As the app gets down to syncing the files in the background, you will be prompted to add more Google accounts. If you plan to add more, the rinse and repeat!
File Sync and Folder Structure
File sync in the background is a welcome addition. But, it is really not a good thing to sync all the files and folders without asking the user for some input. I was travelling and hence was tethered to a costly mobile broadband plan while reviewing the app. I was on the verge of tears to see that Collections run roughshod over my capped bandwidth.
In most cases, I would have lauded the app for a lightning fast sync, not this time though. Before I could figure out how to pause the sync, hundreds and hundreds of files were already downloaded to my Mac.
After poking around for a while, I found that there is no option for selective syncing of files and folders. Nor is there an option to pause a sync in progress. We can overlook this shortcoming taking into account that this is a beta release. It would be a major fail if this feature didn’t make into the final release.
Collections lets you access your Google Docs with unparalleled speed. The three column interface actually makes the workflow more streamlined. Your accounts and the folders are listed in the left column of the app. The folder structure, including the sub folders from the Google Drive were intact.
Click on a folder to see the files in it in the center column. All files are organized in a chronological order with the latest ones at the top. It’s nice to see the icons of the file types were retained. They make identifying the various types of documents painless. If you are like me and have hundreds of documents in your account, the search bar at the top might come in really handy.
Previewing and Editing Files
The speedy preview mode lets you rapidly scan the contents of your documents and find exactly what you need. You can’t expect much from a preview mode and the same goes for this app too.
Double-click on a document or on anywhere in its preview to edit. The app then brings up the Google Docs in the web app mode in the right column. Editing and collaborating with others works just like you do in a web browser.
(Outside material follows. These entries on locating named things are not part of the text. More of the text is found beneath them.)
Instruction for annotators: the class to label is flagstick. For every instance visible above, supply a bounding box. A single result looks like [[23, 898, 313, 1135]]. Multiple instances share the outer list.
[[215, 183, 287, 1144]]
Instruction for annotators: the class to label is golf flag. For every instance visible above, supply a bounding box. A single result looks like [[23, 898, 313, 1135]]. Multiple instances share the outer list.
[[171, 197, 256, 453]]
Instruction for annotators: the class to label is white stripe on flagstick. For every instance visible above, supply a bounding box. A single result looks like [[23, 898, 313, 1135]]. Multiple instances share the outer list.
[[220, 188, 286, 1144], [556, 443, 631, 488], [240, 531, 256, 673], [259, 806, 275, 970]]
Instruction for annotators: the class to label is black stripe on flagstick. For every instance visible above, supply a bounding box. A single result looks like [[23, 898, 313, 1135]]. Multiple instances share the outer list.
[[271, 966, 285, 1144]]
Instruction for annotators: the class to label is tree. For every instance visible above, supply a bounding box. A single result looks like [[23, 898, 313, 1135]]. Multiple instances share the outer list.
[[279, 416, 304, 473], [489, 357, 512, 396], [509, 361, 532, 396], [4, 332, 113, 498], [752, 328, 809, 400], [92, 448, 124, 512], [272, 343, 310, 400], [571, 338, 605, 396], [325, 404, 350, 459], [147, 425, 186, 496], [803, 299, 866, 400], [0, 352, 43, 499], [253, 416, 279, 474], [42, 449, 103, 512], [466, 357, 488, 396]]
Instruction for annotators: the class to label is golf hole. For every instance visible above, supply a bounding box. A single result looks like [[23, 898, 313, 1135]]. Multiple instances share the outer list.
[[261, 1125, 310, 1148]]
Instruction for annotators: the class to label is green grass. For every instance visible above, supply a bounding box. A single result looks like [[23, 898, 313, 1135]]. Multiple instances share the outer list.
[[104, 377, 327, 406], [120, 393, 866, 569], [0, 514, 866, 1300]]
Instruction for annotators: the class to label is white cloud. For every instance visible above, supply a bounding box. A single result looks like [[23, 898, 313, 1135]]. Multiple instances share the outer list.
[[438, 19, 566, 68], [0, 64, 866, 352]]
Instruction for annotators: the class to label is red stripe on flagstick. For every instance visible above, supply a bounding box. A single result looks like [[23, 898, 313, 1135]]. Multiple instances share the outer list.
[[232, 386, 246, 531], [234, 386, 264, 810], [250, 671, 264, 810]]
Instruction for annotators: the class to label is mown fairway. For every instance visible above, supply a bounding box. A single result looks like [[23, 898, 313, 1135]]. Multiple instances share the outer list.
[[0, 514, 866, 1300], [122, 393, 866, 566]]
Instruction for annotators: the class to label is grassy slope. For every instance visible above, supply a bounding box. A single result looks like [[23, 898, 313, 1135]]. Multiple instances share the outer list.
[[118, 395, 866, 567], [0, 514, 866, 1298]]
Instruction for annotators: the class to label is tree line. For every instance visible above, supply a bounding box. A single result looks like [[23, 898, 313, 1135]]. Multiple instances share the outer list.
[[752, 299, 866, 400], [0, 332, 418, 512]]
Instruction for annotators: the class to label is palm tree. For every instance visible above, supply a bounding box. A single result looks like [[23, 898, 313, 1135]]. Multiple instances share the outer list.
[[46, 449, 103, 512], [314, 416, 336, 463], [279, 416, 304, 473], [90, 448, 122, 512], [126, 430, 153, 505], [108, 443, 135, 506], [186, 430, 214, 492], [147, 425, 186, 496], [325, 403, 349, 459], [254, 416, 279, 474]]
Collections is your Google Docs command center – a personal portal for all of your accounts that lets you continue the experience offline. I’ve never been a fan of web apps in a thinly veiled native wrapper passing themselves as true blue native clients. When Gmail for iOS pulled that stunt, I ripped them apart for iPad.AppStorm.
Now, Collections is built the same way, a web app wrapped in a Cocoa wrapper. But, in my opinion, they have tried their best to make the app as native as possible. Their goal seems to bring seamless document editing with multiple account support to the desktop. And, with a couple of tiny quirks, Collections has succeeded to a great extent!